Es verano en Chile. Han transcurrido solo unos días desde el envenenamiento de los presos en la Cárcel Pública de Santiago. El 22 de enero de 1982, dos hombres esperan impacientes en el estacionamiento de la Clínica Santa María, ubicada en un sector residencial de Santiago. Poco antes de las seis de la tarde, una ambulancia aparece. Tres hombres con delantales blancos descienden. Transportan una escalera de tijera y algunos bultos. No hay apretones de manos ni saludos. Sin perder un minuto, los hombres de blanco son conducidos hasta el ascensor. Descienden en el segundo piso. La pequeña comitiva va hasta el único acceso de la Unidad de Cuidados Intensivos de la Clínica y traspasan la puerta sin que nadie los detenga. Con la misma premura y sigilo se introducen a la habitación donde yace ya fallecido, Eduardo Frei Montalva. Nadie presta atención a que, a diferencia del resto del personal médico, ellos no llevan distintivo alguno que indique a qué institución pertenecen y tampoco su nombre. Su familia nunca supo lo que en esos minutos de intenso dolor le extraían al cuerpo del expresidente de Chile.

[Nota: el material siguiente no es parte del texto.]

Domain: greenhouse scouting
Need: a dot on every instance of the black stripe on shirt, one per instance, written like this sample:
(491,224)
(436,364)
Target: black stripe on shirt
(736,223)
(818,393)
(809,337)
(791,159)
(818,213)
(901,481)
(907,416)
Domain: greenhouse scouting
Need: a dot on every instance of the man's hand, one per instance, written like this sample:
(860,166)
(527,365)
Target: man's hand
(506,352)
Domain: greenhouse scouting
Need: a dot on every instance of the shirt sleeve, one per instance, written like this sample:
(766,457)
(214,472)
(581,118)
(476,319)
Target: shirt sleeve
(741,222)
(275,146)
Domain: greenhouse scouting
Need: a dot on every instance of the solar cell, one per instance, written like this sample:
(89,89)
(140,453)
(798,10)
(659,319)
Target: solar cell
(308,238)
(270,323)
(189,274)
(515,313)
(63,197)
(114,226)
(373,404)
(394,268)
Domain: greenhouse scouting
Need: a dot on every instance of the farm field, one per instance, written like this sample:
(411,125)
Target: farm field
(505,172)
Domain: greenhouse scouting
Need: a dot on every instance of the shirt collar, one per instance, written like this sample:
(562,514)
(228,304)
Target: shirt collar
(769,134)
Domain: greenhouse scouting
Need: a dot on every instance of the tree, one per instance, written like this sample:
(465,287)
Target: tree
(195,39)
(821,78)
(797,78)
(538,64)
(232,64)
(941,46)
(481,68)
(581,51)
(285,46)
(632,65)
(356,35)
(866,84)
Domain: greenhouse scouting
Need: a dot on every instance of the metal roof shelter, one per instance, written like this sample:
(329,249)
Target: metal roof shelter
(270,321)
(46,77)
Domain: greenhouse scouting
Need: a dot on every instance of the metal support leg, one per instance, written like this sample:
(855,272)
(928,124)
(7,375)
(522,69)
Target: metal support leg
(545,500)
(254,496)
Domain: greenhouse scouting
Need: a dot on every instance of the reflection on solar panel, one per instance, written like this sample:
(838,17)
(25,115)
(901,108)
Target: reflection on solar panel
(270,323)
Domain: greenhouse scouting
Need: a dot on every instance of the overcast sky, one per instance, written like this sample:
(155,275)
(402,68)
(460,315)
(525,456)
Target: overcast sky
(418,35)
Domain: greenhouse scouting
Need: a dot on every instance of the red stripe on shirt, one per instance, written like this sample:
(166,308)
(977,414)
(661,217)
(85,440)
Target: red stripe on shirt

Cuando la familia de Eduardo Frei Montalva recibe su cuerpo, su rostro no tiene huellas de ninguna intervención. Lo único que el equipo del doctor Rosenberg dejó intacto fue el cerebro. Todos ignoran que el corazón de Frei, así como su hígado y otros órganos, ya está en tubos con formalina en dependencias del Hospital Clínico de la Universidad Católica. Y allí permanecerían oculto por dos décadas. El mismo tiempo que su asesinato fue ocultado.

Sus funerales congregaron a una multitud. Casi un mes después fue degollado el dirigente sindical Tucapel Jiménez. Se dijo que había sido un crimen cometido por delincuentes que le robaron sus pertenencias. Al día siguiente, en Valparaíso, se encontraba su cédula de identidad. Después, en ese mismo puerto, dijeron haber encontrado el cuerpo sin vida del carpintero Juan Alegría Mundaca. A su lado una carta en la que confesaba ser el autor del asesinato de Jiménez y estar arrepentido.

Nada de todo aquello era verdad. Tucapel Jiménez y el carpintero Alegría fueron asesinados por un destacamento (BIE) de la Dirección de Inteligencia del Ejército, la guardia pretoriana del general Augusto Pinochet. Fue así como abortaron la preparación del primer paro nacional contra la dictadura. Uno de sus asesinos me relataría años más tarde que el carpintero Alegría fue elegido por su extraordinaria soledad.

Soledad era la que sentían muchos chilenos en esos calurosos días del verano de 1982. La misma que García Márquez invocaría meses más tarde ante el mundo entero en Suecia.